23.8 Symbols Used in Chapter 23

Symbol	Meaning
$d F$	Differential age distribution function.
$f_{i}$	Conversion of reagent $i$ .
$\overset{―}{g}$	Right-hand side vector when ODEs are written as a matrix equation.
$k$	Rate coefficient.
$k_{0}$	Arrhenius pre-exponential factor.
$n_{i}$	Molar amount of reagent $i$ ; a subscripted “s,0” denotes the initial sample and “s,f” denotes the sample after batch processing.
${\dot{n}}_{i}$	Molar flow rate; subscripted “feed” and “product” denote the flow stream, a subscripted “ $τ$ ” denotes a reaction time of $τ$ .
$r_{j}$	Rate of reaction $j$ .
$t$	Time, a subscripted “r” denotes reaction time.
$y$	Integrand or mole fraction.
$C_{i}$	Concentration of reagent $i$ .
${\hat{C}}_{p, i}$	Molar heat capacity of reagent $i$ .

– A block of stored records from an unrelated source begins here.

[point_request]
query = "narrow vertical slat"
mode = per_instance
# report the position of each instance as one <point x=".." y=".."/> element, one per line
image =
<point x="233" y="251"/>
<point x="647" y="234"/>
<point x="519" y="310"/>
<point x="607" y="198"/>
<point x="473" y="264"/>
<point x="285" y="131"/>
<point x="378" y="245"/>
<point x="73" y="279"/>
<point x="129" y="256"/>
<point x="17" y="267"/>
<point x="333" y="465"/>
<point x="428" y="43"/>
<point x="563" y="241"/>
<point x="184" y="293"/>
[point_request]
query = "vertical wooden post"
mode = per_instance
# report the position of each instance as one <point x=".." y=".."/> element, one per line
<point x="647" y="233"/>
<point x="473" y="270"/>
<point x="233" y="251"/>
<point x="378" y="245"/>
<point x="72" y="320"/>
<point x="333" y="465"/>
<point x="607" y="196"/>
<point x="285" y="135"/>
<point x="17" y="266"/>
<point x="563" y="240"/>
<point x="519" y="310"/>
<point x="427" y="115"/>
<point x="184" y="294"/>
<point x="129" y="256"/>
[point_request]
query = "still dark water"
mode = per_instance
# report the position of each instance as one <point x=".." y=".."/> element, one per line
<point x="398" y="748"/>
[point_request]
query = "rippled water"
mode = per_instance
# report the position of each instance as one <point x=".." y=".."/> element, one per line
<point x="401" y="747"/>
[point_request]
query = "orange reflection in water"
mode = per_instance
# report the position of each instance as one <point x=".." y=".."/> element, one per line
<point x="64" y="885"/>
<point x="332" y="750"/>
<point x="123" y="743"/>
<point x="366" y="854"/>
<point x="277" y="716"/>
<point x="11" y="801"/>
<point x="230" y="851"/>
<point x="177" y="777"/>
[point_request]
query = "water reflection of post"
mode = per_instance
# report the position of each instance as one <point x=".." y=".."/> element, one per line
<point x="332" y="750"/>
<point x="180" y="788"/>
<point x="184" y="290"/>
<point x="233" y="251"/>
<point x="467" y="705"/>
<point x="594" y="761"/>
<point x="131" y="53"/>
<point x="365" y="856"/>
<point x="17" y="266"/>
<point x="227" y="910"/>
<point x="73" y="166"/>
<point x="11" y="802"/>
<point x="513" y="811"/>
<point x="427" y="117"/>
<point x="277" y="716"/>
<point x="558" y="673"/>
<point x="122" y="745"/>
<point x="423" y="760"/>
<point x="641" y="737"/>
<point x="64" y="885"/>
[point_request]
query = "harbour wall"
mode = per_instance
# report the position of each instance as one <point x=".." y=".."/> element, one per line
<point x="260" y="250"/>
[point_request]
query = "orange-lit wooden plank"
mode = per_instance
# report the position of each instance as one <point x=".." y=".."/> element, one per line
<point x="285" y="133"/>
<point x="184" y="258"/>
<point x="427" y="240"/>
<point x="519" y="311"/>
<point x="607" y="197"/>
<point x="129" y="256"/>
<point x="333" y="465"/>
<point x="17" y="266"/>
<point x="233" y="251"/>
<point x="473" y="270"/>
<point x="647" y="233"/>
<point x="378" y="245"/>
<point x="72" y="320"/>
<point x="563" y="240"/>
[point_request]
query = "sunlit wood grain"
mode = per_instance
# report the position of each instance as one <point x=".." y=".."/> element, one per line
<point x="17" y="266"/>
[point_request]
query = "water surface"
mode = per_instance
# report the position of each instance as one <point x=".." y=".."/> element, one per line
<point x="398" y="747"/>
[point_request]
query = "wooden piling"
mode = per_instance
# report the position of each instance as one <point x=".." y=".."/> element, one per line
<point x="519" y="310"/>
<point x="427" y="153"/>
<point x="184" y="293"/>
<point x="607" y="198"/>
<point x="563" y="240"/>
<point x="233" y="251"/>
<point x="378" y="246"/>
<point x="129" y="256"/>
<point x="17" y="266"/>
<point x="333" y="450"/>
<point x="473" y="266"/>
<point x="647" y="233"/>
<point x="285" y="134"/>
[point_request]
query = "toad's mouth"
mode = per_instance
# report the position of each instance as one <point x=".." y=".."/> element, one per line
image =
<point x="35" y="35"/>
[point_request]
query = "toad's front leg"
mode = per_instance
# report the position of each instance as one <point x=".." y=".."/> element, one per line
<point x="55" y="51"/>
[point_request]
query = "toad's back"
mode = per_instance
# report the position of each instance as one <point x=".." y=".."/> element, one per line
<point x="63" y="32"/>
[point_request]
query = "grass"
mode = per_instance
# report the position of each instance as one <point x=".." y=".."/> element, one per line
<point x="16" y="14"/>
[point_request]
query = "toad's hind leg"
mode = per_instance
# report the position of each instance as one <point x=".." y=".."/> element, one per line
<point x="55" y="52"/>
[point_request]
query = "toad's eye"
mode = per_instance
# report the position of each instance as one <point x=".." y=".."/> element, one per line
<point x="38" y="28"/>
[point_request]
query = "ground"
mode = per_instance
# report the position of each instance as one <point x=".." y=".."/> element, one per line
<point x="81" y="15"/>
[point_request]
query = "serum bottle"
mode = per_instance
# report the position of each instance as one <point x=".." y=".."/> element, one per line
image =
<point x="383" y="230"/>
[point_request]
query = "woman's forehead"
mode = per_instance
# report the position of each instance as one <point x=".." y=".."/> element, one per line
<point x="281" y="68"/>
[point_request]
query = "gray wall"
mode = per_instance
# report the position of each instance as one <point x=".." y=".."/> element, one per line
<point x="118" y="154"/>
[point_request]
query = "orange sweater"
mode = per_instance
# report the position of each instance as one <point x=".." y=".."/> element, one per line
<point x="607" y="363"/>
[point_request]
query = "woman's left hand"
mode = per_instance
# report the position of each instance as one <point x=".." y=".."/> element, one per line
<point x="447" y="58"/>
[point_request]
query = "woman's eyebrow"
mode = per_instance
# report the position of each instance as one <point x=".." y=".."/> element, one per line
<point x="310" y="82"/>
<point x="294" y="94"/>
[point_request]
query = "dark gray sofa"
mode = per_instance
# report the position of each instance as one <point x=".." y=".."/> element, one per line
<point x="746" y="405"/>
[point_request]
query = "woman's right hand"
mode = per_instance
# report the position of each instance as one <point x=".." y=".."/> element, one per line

${\overset{˘}{C}}_{p}$	Volumetric heat capacity.
$E$	Activation energy.
$F (λ)$	Cumulative age distribution function.
$M$	Mass matrix.
$P$	Pressure.
$R$	Ideal gas constant.
$T$	Temperature.
$V$	Reacting fluid volume.
$\dot{V}$	Volumetric flow rate; subscripted “feed” and “product” denote the flow stream, a subscripted “ $τ$ ” denotes a reaction time of $τ$ .
$ϵ$	Residual.
$γ$	Relative fluid volume (current volume divided by initial volume).
$λ$	Fluid age.
$ρ$	Density.
$τ$	Reaction time.
$Δ H$	Heat of reaction.
$Δ t_{B}$	Sampling time used as a basis for calculations.